PRBonn/LocNDF

Reduce GPU Memory Usage

Closed this issue · 2 comments

Hi @louis-wiesmann,

Thanks a lot for publishing the code. I really like the approach of using NDFs as maps for robotics tasks. Especially for the small memory footprint, the quality of the map and localization is surprisingly good. I've just tested the pose tracking experiment on my computer: RTX 2070 Super, AMD Ryzen 7 3800X. I noticed that Torch's memory usage increases a lot after loading the maps you pre-trained. And immediately after starting pose tracking, it doubled again. I haven't measured it exactly. But my view on nvtop you can see here:

locndf_pt_nvtop

(The first increase to ~20% is just my Ubuntu idling). Maybe Torch simply allocates a lot of memory. Do you know a trick to limit this?

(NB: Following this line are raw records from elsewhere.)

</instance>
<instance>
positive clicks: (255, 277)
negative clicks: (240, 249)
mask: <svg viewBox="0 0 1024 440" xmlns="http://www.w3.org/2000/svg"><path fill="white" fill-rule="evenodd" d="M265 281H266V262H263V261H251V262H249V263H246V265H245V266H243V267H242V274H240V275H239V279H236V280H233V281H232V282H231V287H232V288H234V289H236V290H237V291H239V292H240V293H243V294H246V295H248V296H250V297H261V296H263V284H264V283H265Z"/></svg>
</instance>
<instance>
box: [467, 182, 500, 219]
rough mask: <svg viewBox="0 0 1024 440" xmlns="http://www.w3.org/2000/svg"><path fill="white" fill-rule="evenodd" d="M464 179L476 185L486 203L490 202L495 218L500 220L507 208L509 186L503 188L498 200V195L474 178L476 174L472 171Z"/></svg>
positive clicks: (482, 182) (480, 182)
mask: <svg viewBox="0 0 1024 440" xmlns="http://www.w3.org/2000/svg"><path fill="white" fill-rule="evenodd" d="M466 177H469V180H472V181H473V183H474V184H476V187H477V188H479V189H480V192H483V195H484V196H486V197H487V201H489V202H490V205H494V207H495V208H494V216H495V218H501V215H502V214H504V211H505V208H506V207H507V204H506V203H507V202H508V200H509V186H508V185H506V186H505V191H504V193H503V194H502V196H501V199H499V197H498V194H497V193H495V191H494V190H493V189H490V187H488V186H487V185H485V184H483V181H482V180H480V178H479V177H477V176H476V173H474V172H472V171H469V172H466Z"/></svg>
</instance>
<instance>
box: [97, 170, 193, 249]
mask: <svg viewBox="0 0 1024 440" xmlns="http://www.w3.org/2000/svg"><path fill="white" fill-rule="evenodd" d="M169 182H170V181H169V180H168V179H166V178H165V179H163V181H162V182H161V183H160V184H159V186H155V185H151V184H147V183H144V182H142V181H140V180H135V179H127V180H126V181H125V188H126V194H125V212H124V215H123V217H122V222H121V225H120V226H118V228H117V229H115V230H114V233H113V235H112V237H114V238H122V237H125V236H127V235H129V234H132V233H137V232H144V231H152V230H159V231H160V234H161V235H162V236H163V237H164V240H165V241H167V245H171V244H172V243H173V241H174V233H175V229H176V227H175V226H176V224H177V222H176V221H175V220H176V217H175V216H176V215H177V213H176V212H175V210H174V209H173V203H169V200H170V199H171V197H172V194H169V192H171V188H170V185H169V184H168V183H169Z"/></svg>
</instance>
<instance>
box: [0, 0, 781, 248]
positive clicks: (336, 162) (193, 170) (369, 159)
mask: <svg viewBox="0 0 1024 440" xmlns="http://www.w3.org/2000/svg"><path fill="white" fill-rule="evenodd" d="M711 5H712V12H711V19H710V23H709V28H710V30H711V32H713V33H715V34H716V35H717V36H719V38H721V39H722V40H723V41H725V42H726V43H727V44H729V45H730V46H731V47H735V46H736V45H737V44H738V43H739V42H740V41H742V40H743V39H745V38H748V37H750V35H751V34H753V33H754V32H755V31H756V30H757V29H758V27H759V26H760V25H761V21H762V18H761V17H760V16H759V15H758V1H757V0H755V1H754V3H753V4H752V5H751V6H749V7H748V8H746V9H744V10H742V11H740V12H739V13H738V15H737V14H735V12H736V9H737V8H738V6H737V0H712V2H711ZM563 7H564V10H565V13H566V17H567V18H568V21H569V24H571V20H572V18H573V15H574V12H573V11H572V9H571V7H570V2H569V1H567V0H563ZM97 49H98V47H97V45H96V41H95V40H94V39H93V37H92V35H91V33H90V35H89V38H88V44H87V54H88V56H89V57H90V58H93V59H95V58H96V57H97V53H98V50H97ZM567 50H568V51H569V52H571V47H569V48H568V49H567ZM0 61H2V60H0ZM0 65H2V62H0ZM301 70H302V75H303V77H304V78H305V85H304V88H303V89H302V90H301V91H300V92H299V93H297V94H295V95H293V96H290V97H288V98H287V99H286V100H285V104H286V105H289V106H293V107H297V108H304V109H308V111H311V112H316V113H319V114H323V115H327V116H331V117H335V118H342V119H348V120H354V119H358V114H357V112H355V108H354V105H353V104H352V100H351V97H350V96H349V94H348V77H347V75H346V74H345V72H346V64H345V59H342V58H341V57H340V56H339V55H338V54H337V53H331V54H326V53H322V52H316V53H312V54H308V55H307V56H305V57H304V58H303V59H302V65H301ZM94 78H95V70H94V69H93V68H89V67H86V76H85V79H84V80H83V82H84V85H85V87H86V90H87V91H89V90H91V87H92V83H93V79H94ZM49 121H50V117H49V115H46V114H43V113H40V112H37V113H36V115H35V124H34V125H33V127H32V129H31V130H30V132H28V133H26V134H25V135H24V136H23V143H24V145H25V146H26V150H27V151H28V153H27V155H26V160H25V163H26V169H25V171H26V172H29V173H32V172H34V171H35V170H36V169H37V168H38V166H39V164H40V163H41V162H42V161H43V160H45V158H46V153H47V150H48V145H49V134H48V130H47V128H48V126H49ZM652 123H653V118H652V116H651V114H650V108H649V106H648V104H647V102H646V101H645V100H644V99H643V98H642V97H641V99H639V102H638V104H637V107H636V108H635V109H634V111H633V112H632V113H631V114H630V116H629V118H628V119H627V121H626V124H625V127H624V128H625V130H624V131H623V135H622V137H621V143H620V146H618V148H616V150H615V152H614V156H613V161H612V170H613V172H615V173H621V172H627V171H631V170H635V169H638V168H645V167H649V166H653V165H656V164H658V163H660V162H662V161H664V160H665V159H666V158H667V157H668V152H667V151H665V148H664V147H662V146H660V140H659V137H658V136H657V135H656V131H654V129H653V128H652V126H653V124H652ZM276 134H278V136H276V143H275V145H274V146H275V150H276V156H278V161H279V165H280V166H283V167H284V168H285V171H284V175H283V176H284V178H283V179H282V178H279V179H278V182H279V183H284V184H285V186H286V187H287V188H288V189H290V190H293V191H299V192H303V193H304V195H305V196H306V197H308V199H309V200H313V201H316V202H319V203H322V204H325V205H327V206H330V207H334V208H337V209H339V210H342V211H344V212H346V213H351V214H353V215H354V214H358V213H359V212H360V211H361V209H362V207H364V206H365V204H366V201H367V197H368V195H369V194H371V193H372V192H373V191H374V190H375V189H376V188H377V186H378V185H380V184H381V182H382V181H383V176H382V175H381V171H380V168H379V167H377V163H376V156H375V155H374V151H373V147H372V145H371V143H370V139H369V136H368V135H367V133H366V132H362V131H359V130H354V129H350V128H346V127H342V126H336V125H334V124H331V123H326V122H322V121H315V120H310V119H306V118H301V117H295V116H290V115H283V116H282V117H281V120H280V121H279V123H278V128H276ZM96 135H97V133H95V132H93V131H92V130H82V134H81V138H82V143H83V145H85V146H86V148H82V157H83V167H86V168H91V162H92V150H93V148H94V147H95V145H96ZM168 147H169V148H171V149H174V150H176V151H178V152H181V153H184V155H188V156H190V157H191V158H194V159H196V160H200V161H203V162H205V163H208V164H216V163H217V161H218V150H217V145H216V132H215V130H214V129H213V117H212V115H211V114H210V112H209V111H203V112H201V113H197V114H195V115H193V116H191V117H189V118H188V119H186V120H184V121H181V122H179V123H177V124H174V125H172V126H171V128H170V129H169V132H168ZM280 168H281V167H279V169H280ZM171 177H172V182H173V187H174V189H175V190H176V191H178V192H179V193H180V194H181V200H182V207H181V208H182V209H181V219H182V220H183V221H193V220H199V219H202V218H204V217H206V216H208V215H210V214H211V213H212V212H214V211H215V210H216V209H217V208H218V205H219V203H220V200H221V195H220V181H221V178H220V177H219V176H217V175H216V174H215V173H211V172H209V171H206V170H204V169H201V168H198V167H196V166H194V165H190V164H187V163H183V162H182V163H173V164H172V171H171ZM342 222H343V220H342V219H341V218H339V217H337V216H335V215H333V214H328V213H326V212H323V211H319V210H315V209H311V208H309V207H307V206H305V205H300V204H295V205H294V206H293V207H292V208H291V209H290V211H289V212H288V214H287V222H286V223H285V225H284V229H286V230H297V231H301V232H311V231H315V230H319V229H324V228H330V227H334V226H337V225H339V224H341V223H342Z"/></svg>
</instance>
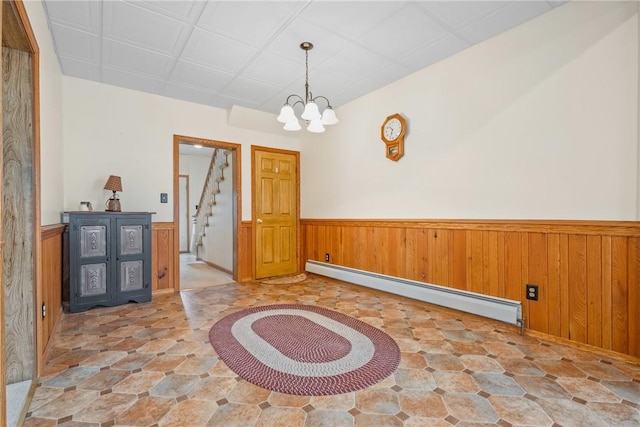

Thanks for the help in advance!

Best regards
Alex

Hey @aock,

One thing you could do is to not render the mesh. This is just for visualization but not used in the registration, therefore can be skipped. Another thing one can do is to reduce the "batch size" of how many points you process at the same time. I think if you put the whole point cloud at once through the network it will allocate more memory then putting one point after each other. But this could result in slower runtime. Another thing one can do is to simply donsample the point cloud. This usually does not affect that much the performance. I would just recommend to keep the original point coordinates and to not average points (e.g. in a voxel grid).

The nvtop plot was already created with mesh visualization disabled. I will try out reducing the "batch size" or the number of points and see how it effects the performance. Thanks a lot for your help!